Spring equinox in Teotihuacán is an annual event which takes place around the 20th and 21st of March at the pre-Hispanic site of Teotihuacán, Mexico. This event is mirrored by other similar events in other pre-Hispanic sites such as Chichén Itzá and Malinalco, Mexico State.

==Observances==
In Teotihuacan, thousands of people visit for the event, many dressed in white with a red scarf or other accessory. Many dance, burn incense and chant but the defining ritual is to stand at the top of the Pyramid of the Sun, with arms outstretched facing the sun in the morning on the eastern horizon. Most climb this pyramid between 9am and 1pm. However, those who arrive early enough can see the sun rise over the Apan Mountains to the east of the Pyramid of the Sun, with its red rays coloring the landscape and the onlookers’ clothing. Chanting and other clamor accompanies this sunrise as participants stand with arms outstretched.

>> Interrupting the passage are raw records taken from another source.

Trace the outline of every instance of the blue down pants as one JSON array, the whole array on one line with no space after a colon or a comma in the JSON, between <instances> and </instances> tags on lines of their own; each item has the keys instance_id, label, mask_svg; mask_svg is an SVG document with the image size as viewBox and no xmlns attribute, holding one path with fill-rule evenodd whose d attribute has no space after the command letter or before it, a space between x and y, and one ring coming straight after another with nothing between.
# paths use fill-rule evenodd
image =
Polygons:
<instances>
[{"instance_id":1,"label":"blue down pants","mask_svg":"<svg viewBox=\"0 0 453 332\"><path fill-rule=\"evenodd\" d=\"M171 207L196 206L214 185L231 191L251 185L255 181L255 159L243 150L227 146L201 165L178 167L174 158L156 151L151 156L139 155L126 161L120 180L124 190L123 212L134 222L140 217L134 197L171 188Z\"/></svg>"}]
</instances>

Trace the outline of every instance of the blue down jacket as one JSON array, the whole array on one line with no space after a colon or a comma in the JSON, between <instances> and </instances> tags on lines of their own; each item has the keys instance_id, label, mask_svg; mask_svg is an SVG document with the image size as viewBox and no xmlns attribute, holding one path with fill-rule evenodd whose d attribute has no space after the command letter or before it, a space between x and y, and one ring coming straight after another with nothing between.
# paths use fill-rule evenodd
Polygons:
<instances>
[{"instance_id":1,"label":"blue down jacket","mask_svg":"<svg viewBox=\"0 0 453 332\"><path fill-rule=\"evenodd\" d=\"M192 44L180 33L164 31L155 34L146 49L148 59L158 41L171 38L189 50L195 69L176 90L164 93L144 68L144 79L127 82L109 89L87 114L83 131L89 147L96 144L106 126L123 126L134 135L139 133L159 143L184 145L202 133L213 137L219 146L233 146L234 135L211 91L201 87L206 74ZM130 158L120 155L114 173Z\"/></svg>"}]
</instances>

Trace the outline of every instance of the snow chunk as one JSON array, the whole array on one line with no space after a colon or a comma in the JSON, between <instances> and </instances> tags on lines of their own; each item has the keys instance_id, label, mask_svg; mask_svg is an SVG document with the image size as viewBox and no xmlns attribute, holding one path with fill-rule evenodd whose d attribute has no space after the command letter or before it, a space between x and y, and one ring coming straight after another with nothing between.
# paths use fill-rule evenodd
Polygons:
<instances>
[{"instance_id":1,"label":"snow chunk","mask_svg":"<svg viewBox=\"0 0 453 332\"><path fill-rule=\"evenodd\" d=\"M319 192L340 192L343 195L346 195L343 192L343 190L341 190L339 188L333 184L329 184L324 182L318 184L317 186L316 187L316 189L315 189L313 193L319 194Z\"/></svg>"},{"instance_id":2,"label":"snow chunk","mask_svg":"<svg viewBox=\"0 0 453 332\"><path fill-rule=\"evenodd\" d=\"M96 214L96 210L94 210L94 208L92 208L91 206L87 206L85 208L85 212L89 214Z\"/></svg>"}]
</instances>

Some come because they believe they are following in the footsteps of their ancestors, in asking the gods for energy and health on this day. Some New Age sources claim that at the point of the equinox, man is at a unique place in the cosmos, when portals of energy open. Climbing the 360 stairs to the top of the Pyramid of the Sun is claimed to allow participants to be closer to this "energy".

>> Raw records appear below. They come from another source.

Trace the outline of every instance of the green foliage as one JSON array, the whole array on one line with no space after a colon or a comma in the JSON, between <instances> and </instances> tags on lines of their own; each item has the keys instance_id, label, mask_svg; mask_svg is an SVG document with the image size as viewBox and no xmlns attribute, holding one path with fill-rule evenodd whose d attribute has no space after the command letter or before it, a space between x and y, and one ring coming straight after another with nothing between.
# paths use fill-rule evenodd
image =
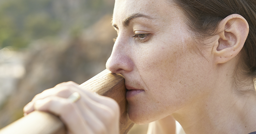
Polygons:
<instances>
[{"instance_id":1,"label":"green foliage","mask_svg":"<svg viewBox=\"0 0 256 134\"><path fill-rule=\"evenodd\" d=\"M77 34L104 14L111 13L113 8L103 0L1 1L0 49L19 49L44 37Z\"/></svg>"}]
</instances>

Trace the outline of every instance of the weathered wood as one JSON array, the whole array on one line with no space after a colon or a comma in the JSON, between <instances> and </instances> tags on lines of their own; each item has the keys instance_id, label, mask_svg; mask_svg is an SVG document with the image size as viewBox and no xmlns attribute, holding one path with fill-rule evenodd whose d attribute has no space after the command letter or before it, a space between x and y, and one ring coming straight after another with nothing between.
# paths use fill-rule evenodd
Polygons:
<instances>
[{"instance_id":1,"label":"weathered wood","mask_svg":"<svg viewBox=\"0 0 256 134\"><path fill-rule=\"evenodd\" d=\"M115 99L121 109L120 134L127 133L133 124L128 117L124 79L121 75L105 69L79 86ZM64 134L65 130L64 125L58 118L36 111L1 129L0 134Z\"/></svg>"}]
</instances>

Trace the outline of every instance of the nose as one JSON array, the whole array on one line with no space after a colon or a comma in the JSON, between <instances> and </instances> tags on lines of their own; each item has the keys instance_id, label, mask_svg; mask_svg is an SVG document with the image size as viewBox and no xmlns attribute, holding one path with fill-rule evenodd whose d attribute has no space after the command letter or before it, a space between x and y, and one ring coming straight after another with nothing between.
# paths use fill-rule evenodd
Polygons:
<instances>
[{"instance_id":1,"label":"nose","mask_svg":"<svg viewBox=\"0 0 256 134\"><path fill-rule=\"evenodd\" d=\"M106 63L106 67L112 73L123 75L132 70L134 64L130 56L130 55L132 54L131 47L128 46L129 45L128 42L122 41L119 37L114 44L111 55Z\"/></svg>"}]
</instances>

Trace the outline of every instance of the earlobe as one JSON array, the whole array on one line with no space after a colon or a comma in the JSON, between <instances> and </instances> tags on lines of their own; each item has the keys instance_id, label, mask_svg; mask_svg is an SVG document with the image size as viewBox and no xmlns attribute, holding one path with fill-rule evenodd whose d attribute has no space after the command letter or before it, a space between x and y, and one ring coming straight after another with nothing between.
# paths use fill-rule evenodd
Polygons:
<instances>
[{"instance_id":1,"label":"earlobe","mask_svg":"<svg viewBox=\"0 0 256 134\"><path fill-rule=\"evenodd\" d=\"M213 53L216 64L226 62L236 56L244 46L249 32L249 26L242 16L233 14L220 23L218 45Z\"/></svg>"}]
</instances>

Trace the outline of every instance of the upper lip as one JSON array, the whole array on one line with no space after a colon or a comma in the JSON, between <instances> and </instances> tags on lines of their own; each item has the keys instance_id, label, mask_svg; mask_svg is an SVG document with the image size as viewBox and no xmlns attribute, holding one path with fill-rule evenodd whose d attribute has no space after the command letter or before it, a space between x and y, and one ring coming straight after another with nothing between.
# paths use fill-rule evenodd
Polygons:
<instances>
[{"instance_id":1,"label":"upper lip","mask_svg":"<svg viewBox=\"0 0 256 134\"><path fill-rule=\"evenodd\" d=\"M127 85L125 84L125 87L127 90L143 90L140 89L136 88L135 88L130 86Z\"/></svg>"}]
</instances>

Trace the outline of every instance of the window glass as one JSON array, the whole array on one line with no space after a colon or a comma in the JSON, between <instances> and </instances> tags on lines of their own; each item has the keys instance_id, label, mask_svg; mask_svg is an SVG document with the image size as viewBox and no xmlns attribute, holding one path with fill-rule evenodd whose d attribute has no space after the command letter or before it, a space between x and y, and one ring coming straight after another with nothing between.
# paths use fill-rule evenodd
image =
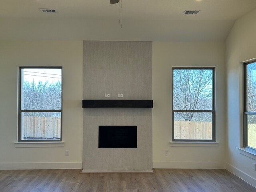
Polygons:
<instances>
[{"instance_id":1,"label":"window glass","mask_svg":"<svg viewBox=\"0 0 256 192\"><path fill-rule=\"evenodd\" d=\"M214 69L174 68L173 140L215 140Z\"/></svg>"},{"instance_id":2,"label":"window glass","mask_svg":"<svg viewBox=\"0 0 256 192\"><path fill-rule=\"evenodd\" d=\"M256 149L256 62L244 65L244 144Z\"/></svg>"},{"instance_id":3,"label":"window glass","mask_svg":"<svg viewBox=\"0 0 256 192\"><path fill-rule=\"evenodd\" d=\"M62 70L20 68L19 140L61 140Z\"/></svg>"}]
</instances>

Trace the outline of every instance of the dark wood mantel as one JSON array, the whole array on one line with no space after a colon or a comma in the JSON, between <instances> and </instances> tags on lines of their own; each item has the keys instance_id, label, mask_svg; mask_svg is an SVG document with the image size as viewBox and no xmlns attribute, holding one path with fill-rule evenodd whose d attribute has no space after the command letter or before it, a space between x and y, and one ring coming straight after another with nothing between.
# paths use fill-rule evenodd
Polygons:
<instances>
[{"instance_id":1,"label":"dark wood mantel","mask_svg":"<svg viewBox=\"0 0 256 192\"><path fill-rule=\"evenodd\" d=\"M84 100L83 108L152 108L153 100Z\"/></svg>"}]
</instances>

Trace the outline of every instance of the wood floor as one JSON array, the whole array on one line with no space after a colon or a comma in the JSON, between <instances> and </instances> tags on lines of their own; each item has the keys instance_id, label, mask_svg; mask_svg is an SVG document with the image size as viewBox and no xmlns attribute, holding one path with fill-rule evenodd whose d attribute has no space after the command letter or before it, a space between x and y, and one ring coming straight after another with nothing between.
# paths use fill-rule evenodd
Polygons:
<instances>
[{"instance_id":1,"label":"wood floor","mask_svg":"<svg viewBox=\"0 0 256 192\"><path fill-rule=\"evenodd\" d=\"M80 170L0 170L0 192L256 192L226 170L155 170L90 174L80 173Z\"/></svg>"}]
</instances>

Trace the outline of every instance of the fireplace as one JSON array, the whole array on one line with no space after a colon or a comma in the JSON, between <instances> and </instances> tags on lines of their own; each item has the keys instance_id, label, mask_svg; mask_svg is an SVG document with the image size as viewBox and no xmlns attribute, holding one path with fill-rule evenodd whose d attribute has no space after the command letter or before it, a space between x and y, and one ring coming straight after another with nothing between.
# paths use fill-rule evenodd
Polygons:
<instances>
[{"instance_id":1,"label":"fireplace","mask_svg":"<svg viewBox=\"0 0 256 192\"><path fill-rule=\"evenodd\" d=\"M99 126L99 148L137 148L137 126Z\"/></svg>"}]
</instances>

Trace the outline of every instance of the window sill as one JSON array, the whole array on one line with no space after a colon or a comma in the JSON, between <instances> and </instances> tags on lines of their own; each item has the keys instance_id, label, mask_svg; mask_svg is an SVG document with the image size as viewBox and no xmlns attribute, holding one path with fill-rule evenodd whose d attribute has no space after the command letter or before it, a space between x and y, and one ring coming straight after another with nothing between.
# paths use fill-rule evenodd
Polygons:
<instances>
[{"instance_id":1,"label":"window sill","mask_svg":"<svg viewBox=\"0 0 256 192\"><path fill-rule=\"evenodd\" d=\"M218 142L171 142L170 147L217 147L219 146Z\"/></svg>"},{"instance_id":2,"label":"window sill","mask_svg":"<svg viewBox=\"0 0 256 192\"><path fill-rule=\"evenodd\" d=\"M256 160L256 151L245 147L237 147L239 153Z\"/></svg>"},{"instance_id":3,"label":"window sill","mask_svg":"<svg viewBox=\"0 0 256 192\"><path fill-rule=\"evenodd\" d=\"M16 142L14 143L15 147L61 147L64 146L64 142Z\"/></svg>"}]
</instances>

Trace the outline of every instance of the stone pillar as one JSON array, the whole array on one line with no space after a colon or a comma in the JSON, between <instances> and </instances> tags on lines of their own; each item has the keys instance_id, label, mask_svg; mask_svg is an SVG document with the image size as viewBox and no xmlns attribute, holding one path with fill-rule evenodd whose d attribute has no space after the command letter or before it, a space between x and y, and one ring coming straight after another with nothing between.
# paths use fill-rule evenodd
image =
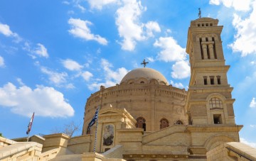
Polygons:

==Popularity of the event==
It was estimated about more than a million people visited the site during the weekend on which the Northward equinox fell in 2010. Officially, the equinox occurred on Saturday, but many seemed assured that the energy was still present on Sunday. Due to the large crowds, access and activity at the site is severely restricted. The site is opened for the event from 6 am to 5pm, with visitors on this day entering through gates 1, 2 and 5 and leaving through gate 3. Commercial activity is restricted. Special scaffolding and security are placed on the pyramid on that day to assure a regular flow of people. Only the first level of the Pyramid of the Moon is accessible. Other areas such as the Palace of Quetzalcoatl, the Site Museum, the Citadel and others are all closed off, restricting visitors to the open areas of the Avenue of the Dead and the plazas around the two pyramids. The small mounds that line the Avenue of the Dead are reserved for police monitoring the crowds below. Ceremonies are restricted to the plazas next to the Pyramids of the Sun and Moon and prohibited on them. The normal parking lots of the site are closed on this day with parking restricted to private lots in the communities around the site.

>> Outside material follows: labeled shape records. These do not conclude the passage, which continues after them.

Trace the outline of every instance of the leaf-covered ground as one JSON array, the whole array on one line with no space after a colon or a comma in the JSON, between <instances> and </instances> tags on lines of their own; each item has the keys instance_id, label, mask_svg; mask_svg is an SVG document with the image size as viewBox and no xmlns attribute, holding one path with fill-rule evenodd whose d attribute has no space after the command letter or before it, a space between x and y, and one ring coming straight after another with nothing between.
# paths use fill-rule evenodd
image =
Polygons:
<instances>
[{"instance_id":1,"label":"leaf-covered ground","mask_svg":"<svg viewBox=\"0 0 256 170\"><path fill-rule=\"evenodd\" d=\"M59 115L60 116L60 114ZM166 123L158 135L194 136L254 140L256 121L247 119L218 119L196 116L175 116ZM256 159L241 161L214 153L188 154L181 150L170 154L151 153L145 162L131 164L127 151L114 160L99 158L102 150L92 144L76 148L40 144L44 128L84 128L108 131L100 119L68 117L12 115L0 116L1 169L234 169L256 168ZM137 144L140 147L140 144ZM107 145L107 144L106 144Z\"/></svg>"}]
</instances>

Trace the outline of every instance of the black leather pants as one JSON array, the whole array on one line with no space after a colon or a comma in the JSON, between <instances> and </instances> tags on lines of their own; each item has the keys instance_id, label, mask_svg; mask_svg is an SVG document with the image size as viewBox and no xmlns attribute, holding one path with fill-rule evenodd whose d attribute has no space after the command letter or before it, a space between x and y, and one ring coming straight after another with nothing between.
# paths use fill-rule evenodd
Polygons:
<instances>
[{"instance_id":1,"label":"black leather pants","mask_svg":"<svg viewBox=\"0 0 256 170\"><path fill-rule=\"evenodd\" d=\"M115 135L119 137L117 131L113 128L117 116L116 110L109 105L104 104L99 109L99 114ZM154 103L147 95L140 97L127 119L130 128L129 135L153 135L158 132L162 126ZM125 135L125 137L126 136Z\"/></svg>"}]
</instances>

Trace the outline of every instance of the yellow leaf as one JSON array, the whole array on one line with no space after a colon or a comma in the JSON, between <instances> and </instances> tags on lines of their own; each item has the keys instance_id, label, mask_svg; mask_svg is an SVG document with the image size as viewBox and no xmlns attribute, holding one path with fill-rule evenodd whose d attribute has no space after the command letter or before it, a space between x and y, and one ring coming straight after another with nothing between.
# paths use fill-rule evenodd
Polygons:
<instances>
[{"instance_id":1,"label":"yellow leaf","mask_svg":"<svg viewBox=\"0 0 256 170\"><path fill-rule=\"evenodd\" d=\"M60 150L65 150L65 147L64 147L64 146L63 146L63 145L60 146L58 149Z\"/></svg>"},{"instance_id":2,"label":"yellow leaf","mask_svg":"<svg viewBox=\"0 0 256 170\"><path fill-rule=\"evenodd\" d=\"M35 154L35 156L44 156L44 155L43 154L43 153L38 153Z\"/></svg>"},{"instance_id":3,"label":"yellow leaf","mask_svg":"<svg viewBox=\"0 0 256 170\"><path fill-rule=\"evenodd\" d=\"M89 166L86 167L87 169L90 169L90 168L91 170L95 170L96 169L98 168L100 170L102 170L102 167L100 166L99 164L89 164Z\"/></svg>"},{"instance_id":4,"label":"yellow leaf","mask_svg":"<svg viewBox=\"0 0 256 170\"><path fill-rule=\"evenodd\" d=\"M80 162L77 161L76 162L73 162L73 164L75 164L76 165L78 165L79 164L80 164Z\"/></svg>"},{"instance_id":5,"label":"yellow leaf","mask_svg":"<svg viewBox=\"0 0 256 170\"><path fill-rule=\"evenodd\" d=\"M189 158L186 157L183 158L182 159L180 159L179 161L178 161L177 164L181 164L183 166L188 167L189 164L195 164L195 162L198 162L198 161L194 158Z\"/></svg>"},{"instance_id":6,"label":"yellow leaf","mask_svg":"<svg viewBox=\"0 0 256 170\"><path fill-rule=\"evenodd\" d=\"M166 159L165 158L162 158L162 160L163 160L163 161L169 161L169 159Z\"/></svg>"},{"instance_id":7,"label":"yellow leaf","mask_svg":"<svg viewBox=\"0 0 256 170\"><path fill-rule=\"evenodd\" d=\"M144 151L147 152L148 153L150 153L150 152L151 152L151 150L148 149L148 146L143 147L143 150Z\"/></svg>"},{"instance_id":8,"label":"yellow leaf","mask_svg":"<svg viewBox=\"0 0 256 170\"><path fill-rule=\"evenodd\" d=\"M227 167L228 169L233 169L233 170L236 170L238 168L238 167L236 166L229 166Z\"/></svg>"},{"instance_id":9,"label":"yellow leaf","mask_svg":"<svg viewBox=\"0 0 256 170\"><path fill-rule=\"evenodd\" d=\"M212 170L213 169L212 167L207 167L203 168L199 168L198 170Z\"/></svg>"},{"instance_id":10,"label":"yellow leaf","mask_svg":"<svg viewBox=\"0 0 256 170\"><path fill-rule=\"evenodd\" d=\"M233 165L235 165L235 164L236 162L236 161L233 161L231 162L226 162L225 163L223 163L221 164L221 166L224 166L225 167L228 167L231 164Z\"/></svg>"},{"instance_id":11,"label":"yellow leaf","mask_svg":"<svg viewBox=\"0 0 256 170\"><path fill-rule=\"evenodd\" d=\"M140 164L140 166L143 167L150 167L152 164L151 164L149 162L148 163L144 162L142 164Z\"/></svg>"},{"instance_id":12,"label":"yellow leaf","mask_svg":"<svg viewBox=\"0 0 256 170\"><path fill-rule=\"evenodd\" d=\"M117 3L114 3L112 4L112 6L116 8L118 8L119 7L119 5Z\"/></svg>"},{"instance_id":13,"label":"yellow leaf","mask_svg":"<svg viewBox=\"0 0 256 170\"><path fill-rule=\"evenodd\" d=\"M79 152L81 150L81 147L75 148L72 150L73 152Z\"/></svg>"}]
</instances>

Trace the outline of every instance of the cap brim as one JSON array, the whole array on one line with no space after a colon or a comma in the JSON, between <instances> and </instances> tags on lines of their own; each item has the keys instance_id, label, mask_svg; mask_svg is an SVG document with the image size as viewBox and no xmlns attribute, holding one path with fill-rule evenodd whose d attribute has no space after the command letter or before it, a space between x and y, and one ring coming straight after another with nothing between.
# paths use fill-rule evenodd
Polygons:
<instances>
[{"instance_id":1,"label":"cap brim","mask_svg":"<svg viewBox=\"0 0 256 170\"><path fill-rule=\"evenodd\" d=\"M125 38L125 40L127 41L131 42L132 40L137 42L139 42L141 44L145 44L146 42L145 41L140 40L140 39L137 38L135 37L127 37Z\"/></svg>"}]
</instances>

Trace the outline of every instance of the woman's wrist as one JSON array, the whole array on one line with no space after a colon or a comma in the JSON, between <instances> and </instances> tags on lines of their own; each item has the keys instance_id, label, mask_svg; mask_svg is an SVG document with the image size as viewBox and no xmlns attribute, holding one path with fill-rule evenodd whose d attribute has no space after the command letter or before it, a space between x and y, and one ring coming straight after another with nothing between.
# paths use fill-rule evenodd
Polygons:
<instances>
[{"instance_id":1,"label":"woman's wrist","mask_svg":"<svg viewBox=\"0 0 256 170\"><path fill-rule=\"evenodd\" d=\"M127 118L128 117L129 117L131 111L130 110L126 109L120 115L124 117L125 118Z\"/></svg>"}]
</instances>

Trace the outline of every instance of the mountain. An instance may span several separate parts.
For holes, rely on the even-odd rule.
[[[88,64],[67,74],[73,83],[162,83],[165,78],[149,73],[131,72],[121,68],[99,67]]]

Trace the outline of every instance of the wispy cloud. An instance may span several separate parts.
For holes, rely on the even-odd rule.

First aid for those who need it, often from the heat later in the day, is provided by the organizations such as the Mexican Red Cross and the state civil protection authority. Around 550 federal police are employed in the archeological zone for the event as well as numerous state and local enforcement for the surrounding communities.

==Archaeoastronomy of the site==
Although some are now closed off during the spring equinox, a number of the buildings at the Teotihuacan site show relationships with astronomy. Archaeoastronomy research has been undertaken at the site since the 1990s. The Palace of the Butterflies has circles on its walls created with reflective mica, which have been interpreted as representing astronomical bodies. It is very likely that the Palace of Quetzalcoatl functioned as a solar observatory. On the spring equinox, from between 7:15 and 7:45am when the sun rises, a shadow travels upwards along figures etched and painted red onto a battlement-like structure on the west wall. Some of the figures depicted are owls, a bird associated with darkness as well as rays of light. The symbolism is that of balance between light and dark. Birds also symbolize the stars. This structure is called an unxicalcoliuhqui, a type of fretwork that can also been seen at Chichén Itzá. As with the Butterfly Palace, there are circles on the walls created with reflective mica.

The first rays of the sun that stream across the landscape on the day of the spring equinox are broken on their way to Teotihuacan by an elevation called the Cerro Colorado Grande. Some believe that this point was used by the ancient people of Teotihuacan to mark the equinox. However, this would most likely have required the placement of the Pyramid of the Sun in a more northerly position, or that the Pyramid of the Moon played a more prominent role in spring equinox celebrations.